I have the following complex number:
$G = \xi + i\eta$
$\xi = 1-\sigma(1-\cos\phi_m)$
$\eta = -\sigma\sin\phi_m$
how can I find the locus of this complex number? I am told without proof that it is a circle of radius $\sigma$ and centre $1-\sigma$ but cannot even begin to think where this came from.

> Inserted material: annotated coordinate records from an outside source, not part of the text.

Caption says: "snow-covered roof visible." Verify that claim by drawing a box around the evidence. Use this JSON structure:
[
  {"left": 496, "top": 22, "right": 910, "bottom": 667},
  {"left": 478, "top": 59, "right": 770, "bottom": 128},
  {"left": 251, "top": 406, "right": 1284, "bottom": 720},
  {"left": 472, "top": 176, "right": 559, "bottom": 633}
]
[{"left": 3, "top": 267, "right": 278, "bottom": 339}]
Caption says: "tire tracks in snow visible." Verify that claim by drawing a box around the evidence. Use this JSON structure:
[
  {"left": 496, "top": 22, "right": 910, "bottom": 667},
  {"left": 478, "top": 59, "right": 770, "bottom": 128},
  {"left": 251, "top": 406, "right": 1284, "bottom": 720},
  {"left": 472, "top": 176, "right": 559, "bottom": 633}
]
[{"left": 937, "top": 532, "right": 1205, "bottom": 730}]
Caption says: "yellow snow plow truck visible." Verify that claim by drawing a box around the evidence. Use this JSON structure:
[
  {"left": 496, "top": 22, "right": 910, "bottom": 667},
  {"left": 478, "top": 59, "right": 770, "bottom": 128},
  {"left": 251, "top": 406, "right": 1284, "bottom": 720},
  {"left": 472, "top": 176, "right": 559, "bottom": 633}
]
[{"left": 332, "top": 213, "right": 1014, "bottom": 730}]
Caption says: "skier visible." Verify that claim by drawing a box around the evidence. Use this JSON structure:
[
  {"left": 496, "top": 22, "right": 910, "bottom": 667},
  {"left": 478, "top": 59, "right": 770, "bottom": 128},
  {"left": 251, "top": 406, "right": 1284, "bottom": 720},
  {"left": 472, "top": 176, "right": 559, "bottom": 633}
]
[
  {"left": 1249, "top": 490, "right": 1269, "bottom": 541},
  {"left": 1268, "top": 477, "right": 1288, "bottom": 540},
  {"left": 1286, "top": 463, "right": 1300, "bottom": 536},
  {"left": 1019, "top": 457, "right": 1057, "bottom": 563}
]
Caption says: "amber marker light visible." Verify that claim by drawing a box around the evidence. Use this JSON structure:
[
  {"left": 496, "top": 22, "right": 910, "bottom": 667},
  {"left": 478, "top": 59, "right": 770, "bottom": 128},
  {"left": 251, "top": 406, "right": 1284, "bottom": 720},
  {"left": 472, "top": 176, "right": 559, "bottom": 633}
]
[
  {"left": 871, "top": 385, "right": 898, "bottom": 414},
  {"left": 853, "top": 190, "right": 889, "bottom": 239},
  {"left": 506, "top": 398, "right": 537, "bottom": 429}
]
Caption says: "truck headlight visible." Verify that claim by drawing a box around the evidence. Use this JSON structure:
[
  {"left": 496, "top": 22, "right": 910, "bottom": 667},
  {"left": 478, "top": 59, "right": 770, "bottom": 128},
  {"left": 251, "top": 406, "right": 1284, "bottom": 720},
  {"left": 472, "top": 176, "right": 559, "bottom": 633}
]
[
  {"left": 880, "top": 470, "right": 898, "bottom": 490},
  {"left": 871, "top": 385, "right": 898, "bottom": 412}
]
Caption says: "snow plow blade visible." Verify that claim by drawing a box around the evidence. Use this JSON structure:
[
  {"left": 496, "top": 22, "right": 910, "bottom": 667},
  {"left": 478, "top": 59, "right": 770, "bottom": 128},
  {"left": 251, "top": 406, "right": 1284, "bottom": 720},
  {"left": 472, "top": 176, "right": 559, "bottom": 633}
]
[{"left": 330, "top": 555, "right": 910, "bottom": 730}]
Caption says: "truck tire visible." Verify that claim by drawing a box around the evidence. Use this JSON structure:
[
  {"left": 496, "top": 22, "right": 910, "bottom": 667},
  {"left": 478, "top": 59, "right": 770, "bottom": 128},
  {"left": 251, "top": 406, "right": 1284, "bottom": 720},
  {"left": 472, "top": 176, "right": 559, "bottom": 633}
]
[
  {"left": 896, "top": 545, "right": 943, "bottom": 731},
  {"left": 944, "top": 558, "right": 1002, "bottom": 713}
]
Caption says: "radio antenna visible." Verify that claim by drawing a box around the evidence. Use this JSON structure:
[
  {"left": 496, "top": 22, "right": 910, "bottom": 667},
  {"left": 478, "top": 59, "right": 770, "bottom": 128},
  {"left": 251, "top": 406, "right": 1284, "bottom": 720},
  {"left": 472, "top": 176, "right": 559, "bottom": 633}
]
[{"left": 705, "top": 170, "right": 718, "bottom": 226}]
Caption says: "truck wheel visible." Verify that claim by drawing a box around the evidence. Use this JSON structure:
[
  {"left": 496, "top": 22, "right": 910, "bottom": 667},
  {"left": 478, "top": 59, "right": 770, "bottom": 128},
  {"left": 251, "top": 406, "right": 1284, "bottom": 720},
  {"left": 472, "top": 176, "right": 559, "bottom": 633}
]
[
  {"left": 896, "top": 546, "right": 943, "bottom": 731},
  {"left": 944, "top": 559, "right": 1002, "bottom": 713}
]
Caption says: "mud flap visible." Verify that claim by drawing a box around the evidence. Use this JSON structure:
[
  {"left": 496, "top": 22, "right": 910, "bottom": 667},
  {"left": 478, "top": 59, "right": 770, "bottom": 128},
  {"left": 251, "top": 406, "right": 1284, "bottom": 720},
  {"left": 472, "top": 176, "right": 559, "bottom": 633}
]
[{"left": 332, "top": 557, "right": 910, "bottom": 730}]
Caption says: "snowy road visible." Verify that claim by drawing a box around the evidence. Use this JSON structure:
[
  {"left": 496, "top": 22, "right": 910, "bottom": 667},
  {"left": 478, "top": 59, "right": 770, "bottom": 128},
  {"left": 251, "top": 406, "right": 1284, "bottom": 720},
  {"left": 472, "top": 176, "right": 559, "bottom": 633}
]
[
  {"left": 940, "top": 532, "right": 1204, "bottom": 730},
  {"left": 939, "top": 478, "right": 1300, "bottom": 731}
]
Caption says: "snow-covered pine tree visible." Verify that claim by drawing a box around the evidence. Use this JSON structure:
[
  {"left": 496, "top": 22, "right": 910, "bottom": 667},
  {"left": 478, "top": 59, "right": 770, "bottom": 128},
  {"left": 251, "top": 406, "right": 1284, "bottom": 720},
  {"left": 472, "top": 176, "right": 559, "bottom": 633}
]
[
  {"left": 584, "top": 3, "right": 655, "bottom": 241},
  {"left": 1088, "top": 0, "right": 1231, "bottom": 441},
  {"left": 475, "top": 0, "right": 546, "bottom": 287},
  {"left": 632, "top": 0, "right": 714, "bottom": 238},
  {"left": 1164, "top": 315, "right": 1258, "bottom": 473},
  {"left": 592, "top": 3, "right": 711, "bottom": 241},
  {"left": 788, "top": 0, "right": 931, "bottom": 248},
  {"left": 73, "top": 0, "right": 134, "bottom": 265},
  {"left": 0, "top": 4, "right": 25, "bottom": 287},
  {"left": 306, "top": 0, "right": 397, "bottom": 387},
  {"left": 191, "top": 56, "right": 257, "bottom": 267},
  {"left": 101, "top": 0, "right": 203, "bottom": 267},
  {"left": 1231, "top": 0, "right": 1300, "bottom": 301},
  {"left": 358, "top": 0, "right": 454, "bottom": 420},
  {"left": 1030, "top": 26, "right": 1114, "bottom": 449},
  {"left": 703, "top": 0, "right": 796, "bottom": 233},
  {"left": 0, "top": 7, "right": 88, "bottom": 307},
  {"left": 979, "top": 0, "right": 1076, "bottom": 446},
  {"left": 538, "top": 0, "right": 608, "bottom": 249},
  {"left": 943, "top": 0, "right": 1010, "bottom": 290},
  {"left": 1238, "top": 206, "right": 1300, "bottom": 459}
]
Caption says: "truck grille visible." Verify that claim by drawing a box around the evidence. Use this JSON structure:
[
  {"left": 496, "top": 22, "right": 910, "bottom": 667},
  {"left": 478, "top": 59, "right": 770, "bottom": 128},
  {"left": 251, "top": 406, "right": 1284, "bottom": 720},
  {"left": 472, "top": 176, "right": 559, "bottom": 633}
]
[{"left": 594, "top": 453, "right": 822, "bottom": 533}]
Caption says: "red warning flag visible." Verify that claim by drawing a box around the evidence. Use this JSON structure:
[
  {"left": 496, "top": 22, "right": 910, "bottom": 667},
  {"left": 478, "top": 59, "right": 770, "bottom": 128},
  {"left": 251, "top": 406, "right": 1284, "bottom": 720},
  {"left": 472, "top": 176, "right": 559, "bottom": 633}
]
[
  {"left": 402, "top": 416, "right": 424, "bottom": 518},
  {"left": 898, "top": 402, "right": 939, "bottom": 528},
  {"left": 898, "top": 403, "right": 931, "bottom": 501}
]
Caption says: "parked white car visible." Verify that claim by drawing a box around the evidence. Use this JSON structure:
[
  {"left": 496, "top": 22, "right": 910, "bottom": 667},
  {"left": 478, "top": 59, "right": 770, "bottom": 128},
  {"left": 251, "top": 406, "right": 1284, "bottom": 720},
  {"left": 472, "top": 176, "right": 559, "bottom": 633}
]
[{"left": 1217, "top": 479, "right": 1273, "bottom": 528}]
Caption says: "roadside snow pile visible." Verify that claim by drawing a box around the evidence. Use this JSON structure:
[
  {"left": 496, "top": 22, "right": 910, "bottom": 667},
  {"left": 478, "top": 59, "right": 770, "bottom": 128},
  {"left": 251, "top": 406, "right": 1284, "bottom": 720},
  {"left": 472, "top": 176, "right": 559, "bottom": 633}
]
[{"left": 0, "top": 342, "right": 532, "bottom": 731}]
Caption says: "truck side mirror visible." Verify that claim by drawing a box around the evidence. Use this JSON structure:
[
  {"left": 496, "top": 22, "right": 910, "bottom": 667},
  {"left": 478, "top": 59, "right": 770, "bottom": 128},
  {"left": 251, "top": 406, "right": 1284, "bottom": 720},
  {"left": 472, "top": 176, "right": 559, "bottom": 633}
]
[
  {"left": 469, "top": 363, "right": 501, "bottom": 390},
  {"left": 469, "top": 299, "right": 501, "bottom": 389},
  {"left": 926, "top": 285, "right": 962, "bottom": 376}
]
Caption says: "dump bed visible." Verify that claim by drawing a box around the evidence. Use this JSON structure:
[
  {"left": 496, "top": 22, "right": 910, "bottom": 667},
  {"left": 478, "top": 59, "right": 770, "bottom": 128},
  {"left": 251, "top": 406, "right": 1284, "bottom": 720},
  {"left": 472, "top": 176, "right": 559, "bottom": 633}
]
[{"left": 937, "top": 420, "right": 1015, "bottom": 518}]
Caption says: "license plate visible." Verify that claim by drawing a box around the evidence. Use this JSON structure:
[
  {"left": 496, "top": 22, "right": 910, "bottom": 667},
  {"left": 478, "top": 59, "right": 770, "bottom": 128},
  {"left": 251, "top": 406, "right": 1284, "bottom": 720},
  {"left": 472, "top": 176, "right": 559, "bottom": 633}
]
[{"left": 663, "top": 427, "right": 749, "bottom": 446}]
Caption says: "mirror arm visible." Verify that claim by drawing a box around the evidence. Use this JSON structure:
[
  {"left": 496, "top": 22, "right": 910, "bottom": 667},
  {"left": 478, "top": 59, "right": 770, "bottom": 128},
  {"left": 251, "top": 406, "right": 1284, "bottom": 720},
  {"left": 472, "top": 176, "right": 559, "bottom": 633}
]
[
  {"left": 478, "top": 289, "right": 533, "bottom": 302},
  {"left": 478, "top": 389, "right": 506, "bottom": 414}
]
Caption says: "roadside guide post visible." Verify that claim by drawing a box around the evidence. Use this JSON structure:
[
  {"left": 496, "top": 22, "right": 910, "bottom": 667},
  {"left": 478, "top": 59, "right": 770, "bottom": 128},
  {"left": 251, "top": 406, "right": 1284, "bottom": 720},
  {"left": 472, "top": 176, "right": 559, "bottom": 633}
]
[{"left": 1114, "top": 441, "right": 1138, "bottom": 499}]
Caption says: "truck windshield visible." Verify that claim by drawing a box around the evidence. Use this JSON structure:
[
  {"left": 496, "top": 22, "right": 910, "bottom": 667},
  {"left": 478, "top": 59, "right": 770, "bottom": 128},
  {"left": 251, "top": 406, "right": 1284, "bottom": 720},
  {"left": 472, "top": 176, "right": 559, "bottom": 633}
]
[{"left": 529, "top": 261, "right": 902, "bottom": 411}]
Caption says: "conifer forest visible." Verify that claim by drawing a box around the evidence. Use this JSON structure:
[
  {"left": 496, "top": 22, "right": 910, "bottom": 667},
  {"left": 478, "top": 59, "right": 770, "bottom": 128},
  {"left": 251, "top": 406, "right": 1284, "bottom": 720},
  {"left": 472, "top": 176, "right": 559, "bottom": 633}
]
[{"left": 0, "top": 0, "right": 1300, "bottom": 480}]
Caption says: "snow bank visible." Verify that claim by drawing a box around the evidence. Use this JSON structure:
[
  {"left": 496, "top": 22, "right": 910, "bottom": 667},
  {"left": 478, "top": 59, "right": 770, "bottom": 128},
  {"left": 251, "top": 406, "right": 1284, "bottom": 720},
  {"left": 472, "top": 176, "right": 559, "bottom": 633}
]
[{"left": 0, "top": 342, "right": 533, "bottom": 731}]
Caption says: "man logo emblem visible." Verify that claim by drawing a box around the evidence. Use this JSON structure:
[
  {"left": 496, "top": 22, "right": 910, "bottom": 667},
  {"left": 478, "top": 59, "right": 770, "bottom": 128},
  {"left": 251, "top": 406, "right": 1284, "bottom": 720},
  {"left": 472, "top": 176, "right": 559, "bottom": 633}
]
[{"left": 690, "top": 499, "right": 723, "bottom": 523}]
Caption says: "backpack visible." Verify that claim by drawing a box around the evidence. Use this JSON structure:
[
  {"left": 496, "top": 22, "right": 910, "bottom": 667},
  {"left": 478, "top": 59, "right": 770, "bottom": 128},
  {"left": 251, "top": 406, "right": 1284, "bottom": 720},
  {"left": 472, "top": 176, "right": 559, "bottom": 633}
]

Any help would be appreciated.
On
Think of $<\xi,\eta>$ as a vector in $\mathcal{R}^2$. We can write it as:
$ \begin{align} \left<\xi,\eta\right> &= \left<1-\sigma+\sigma\cos\phi_m,-\sigma\sin\phi_m\right> \\ &= \left<1-\sigma,0\right> + \sigma\left<\cos\phi_m,-\sin\phi_m\right> \end{align} $
The part that doesn't depend on $\phi_m$ gives us a center of $\left<1-\sigma,0\right>$, which corresponds to the real number $1-\sigma$. The part with the sine and cosine of $\phi_m$, gives us a circle traced out in a clockwise direction, with a radius of $\sigma$.
$$\begin{align} G & = 1-\sigma + \sigma \cos\phi_m -i\sigma \sin \phi_m\\ & = 1-\sigma + \sigma(\cos\phi_m - i \sin\phi_m)\\ & = 1-\sigma + \sigma e^{-i\phi_m} \end{align}$$
And this is the equation of a circle wih radius $\sigma$ and center $1-\sigma$.